Study may suggest new strategies for myelodysplastic syndromes treatment
A study revealing fresh insight about chromosome "tails" called telomeres may provide scientists with a new way to look at developing treatments or even preventing a group of blood cell disorders known as myelodysplastic syndromes (MDS).
Researchers at The University of Texas MD Anderson Cancer Center have discovered a direct link between telomere degeneration and MDS. Telomeres, found at the tail ends of chromosomes, are sometimes described as similar to plastic shoelace tips because they prevent chromosome ends from fraying, causing genetic havoc.

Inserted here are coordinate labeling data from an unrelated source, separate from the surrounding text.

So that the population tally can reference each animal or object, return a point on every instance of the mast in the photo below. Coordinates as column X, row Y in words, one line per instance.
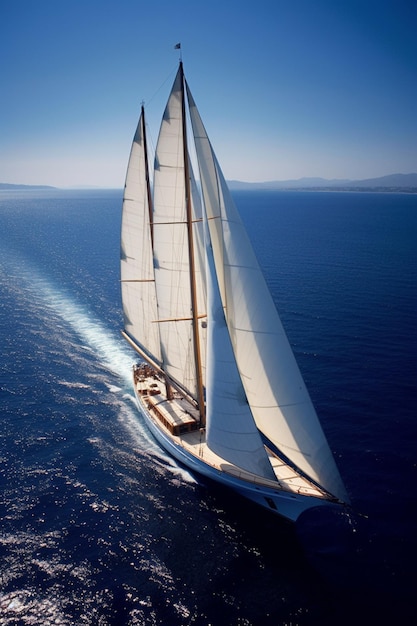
column 148, row 184
column 193, row 287
column 167, row 382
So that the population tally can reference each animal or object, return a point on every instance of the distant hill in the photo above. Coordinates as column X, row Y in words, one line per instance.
column 392, row 182
column 11, row 187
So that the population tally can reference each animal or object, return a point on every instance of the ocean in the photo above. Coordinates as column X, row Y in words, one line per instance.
column 100, row 527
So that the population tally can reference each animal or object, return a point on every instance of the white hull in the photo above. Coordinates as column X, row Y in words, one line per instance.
column 275, row 499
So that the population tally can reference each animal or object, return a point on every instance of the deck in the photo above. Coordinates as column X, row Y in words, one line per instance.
column 179, row 419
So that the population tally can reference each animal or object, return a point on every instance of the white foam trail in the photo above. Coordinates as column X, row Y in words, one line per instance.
column 117, row 358
column 113, row 355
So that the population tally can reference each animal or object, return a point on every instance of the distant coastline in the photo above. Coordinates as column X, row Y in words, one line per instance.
column 403, row 183
column 406, row 183
column 10, row 187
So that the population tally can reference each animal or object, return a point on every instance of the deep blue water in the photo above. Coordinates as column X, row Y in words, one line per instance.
column 99, row 526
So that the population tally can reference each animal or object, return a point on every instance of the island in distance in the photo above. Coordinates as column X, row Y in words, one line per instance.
column 406, row 183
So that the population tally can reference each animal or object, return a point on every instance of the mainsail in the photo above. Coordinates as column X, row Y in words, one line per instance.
column 196, row 302
column 276, row 392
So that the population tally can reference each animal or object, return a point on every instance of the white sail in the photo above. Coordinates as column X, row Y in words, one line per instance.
column 274, row 387
column 137, row 275
column 230, row 428
column 171, row 247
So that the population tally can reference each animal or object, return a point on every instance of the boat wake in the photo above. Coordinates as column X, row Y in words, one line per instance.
column 115, row 356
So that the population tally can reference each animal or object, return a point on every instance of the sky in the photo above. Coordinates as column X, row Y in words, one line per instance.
column 286, row 88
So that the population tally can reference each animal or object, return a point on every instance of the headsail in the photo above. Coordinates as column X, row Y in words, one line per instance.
column 274, row 387
column 176, row 307
column 137, row 274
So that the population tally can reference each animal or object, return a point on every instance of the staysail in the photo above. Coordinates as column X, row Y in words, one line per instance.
column 275, row 390
column 175, row 236
column 137, row 273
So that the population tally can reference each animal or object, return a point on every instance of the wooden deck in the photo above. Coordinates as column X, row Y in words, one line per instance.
column 179, row 419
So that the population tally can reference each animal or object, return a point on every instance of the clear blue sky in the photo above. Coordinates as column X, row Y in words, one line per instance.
column 286, row 88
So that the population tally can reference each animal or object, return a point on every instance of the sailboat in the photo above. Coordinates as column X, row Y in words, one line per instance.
column 217, row 381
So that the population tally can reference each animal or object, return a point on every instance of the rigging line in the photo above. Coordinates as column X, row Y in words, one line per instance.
column 169, row 77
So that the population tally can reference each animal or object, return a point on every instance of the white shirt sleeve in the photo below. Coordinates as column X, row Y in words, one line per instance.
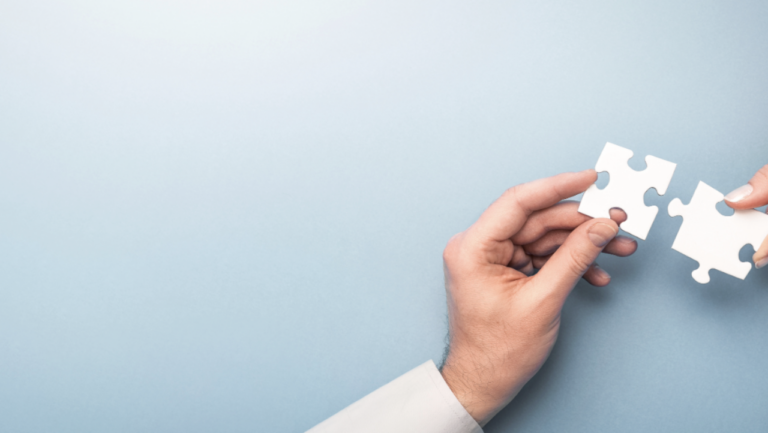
column 419, row 402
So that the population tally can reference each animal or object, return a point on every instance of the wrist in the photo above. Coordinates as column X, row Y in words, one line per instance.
column 474, row 391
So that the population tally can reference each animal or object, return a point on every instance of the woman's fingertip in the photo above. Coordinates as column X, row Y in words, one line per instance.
column 761, row 263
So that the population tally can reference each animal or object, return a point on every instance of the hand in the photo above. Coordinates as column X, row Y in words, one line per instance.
column 752, row 195
column 503, row 319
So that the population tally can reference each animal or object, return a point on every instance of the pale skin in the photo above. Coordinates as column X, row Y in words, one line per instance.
column 509, row 274
column 753, row 194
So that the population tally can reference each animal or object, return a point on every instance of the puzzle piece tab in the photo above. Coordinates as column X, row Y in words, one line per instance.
column 627, row 188
column 714, row 240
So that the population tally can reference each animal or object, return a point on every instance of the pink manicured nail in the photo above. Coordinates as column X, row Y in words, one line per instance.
column 739, row 193
column 761, row 263
column 602, row 272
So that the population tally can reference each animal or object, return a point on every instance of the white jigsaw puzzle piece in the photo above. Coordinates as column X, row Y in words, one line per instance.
column 626, row 189
column 714, row 240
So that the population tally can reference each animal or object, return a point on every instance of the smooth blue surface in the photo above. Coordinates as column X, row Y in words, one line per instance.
column 229, row 216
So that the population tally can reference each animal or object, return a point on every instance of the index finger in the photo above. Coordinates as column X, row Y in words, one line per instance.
column 507, row 215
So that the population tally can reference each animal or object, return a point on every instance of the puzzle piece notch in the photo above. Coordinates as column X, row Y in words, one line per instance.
column 626, row 189
column 714, row 240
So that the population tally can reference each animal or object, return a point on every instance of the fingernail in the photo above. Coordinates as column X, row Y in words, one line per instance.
column 739, row 193
column 600, row 234
column 602, row 272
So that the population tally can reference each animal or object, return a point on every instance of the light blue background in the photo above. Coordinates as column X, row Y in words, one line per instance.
column 229, row 216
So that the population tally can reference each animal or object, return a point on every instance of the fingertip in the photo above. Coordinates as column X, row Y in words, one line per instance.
column 597, row 276
column 618, row 215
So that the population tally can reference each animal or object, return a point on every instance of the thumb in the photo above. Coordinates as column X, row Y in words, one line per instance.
column 575, row 256
column 752, row 195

Degrading telomeres can sometimes lead to MDS, also thought to be associated with age, gender (more common in men), smoking, previous cancer treatment with radiation or chemotherapy, and family history. MDS is one of the more common blood disorders in the elderly with 90 percent of cases affecting people over age 60.
"MDS risk correlates with advancing age, therapy-induced DNA damage, and/or shorter telomeres, but whether telomere erosion directly causes MDS is unknown," said Simona Colla, Ph.D., assistant professor of Leukemia. "Our study provided genetic evidence that DNA damage caused by telomere loss is linked to this disorder."
Findings by Colla, fellow first co-author Derrick Ong, Ph.D., Odyssey fellow of Genomic Medicine, and corresponding author Ron DePinho, M.D., professor of Cancer Biology and MD Anderson president, are published in the May 11, 2015 issue of Cancer Cell.
The team's mouse and human cell study found that DNA damage caused by dysfunctional telomeres resulted in repressed expression of a gene called SRSF2. SRSF2 is a RNA splicing gene that plays a role in cellular processes. This change impacted blood cells named CMPs (common myeloid progenitors), affecting their ability to differentiate or fully mature.
"This study established an intimate link across telomere biology, aberrant RNA splicing and CMP differentiation," said DiPinho. "This may suggest that strategies to mitigate this DNA damage may be useful for preventing and/or treating MDS."
Colla added that their findings "were consistent with long-standing observations that poor prognosis in MDS correlates strongly with short telomeres and elevated DNA damage in CMP cells."
"This improved understanding should provide highly specific risk biomarkers for preventing and treating this incurable disease," said Colla.